Vergroting van het aanbod van huurwoningen vanaf de liberalisatiegrens (681 euro) tot circa 900 euro zorgt voor een betere werking van de woningmarkt en draagt bij aan een grotere arbeidsmobiliteit. Dit is van belang voor de versterking van de economie.

De vrije huursector is in Nederland relatief klein als gevolg van de sterke concurrentie vanuit de gereguleerde huursector en de fiscale facilitering van het eigen woningbezit. Van de totale gereguleerd huurwoningvoorraad (2,6 mln. woningen) is ruim 1 mln. woningen van zodanig hoge kwaliteit dat ze in beginsel geliberaliseerd kunnen worden. Zolang deze woningen in het gereguleerde segment worden verhuurd staan ze de groei van de vrije huursector in de weg.

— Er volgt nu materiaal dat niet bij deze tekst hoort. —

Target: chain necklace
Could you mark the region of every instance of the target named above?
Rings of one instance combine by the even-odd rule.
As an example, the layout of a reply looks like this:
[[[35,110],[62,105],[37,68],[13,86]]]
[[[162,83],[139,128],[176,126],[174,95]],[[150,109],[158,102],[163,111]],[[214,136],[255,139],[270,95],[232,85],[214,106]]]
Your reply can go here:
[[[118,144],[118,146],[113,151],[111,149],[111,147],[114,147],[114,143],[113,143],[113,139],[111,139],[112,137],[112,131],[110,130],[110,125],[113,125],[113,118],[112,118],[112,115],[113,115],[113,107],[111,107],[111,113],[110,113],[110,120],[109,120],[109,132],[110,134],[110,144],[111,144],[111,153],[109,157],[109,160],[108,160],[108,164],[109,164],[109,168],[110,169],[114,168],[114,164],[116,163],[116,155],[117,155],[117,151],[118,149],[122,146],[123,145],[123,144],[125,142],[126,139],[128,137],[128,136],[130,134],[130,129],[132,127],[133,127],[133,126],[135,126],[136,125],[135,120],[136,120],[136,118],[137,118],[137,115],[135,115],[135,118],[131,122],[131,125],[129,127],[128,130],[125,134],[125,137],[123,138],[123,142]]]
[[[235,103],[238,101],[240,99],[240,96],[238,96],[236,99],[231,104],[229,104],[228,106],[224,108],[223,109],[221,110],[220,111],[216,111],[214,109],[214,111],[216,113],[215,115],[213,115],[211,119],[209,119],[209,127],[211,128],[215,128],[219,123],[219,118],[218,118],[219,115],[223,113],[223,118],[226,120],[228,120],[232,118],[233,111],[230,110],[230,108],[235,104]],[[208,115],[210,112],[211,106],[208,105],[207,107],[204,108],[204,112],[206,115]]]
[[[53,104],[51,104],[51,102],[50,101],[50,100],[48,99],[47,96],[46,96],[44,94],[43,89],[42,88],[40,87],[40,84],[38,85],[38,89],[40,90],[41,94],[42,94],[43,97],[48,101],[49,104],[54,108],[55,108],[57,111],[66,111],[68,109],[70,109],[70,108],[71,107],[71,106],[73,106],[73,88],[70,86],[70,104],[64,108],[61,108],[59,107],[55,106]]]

In het regeerakkoord heeft het kabinet aangekondigd het werkdomein van de woningcorporaties te beperken tot het verhuren, beheren en onderhouden van sociale huurwoningen. In het op 12 februari 2013 gesloten akkoord over de woningmarkt (Woonakkoord) tussen het kabinet en D66, CU en SGP zijn inkomensafhankelijke huurstijgingen voorzien. Door meer ruimte te geven voor hogere huren voor midden- en hogere inkomens wordt de doorstroming bevorderd en wordt het aanbod van huurwoningen gestimuleerd.

In het Woonakkoord is voorts een versoepeling aangekondigd van de voorwaarden waaronder gereguleerde corporatiewoningen verkocht kunnen worden aan particuliere beleggers. Hierdoor kan het belang van de vrije huursector voor de woningmarkt toenemen.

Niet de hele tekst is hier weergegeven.